Kristi Kirshe
- Born: October 14, 1994 (age 31)
- Height: 5 ft 5 in (165 cm)
- Weight: 160 lb (73 kg)
- School: Franklin High School
- University: Williams College

Rugby union career
- Position(s): Center, Prop (7s)

International career
- Years: Team / Apps / (Points)
- 2018–Present: United States

National sevens team
- Years: Team /  / Comps
- 2019–Present: United States /  / 81 (215)
- Medal record
Women's rugby sevens
Representing United States
Olympic Games
| Bronze medal – third place | 2024 Paris | Team competition |

= Kristi Kirshe =

US international rugby union player (born 1994)

Kristi Kirshe (/ˈkɜrʃi/ KUR-shee; born October 14, 1994) is an American rugby sevens player who has played for the U.S. Women's Rugby Sevens team since January 2019.

Kirshe started her rugby career with the Northeast Academy and Boston Rugby,from there she was selected to join the Women's Falcons at the Hokkaido Governor's Cup in 2018. She played in both the 2020 Summer Olympics in Tokyo and the 2024 Summer Olympics in Paris, where she won a bronze medal as a member of the U.S. Women's Rugby Sevens team. She was the only player to play every minute of every game for the USA team.

== Early life ==
Kirshe was introduced to soccer from a young age, playing with the Franklin Youth soccer program at 4 years old. Both of her parents, Greg Kirshe and Kathleen Kirshe, played soccer for Cornell.

Throughout childhood and young adulthood, Kirshe played a wide variety of sports. She was the quarterback on her Pop Warner football team and played soccer, basketball, and lacrosse for Franklin High School. Her senior year, the soccer team won the state championship.

== College career ==
Although Kirshe attended several Division I soccer camps, she ultimately decided to attend Williams College, where she hoped she'd find a better balance between school and sports.

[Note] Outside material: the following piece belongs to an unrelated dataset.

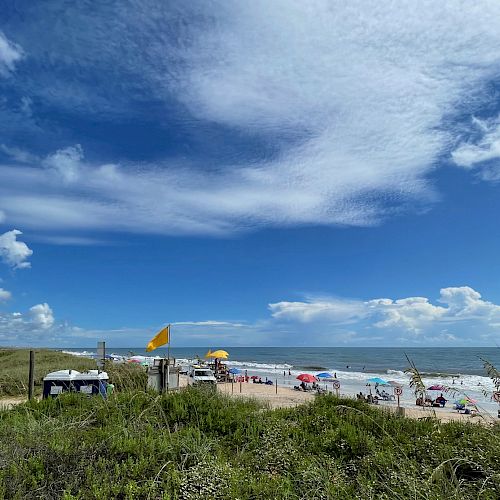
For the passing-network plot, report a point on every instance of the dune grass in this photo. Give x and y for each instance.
(203, 445)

While at Williams, Kirshe broke several Williams College records, including the records for goals in a single season and career wide goals. Kirshe also won several soccer awards, including the NESAC 2016 Player of the Year Award.

== Rugby career ==
After graduation, Kirshe began working at Boston based law firm Ropes and Gray. Kirshe soon found herself missing the thrill of competitive sports and decided to try rugby at the behest of Grace Conley, a high school teammate of Kirshe's and a rugby player at Boston University. While initially reluctant, Kirshe began playing rugby in spring 2018 for the Boston Women's Rugby Club. Within 6 months, Kirshe realized she was capable of playing rugby professionally.

=== U.S. National Sevens Team ===
Kirshe made her debut with the U.S. Eagles sevens team in Sydney in 2019.
In 2021, she competed at the 2020 Summer Olympics in Tokyo. In 2022, She was again selected for the to compete at the 2022 Rugby World Cup Sevens in Cape Town. In 2024, she competed at the 2024 Summer Olympics in Paris and won a bronze medal.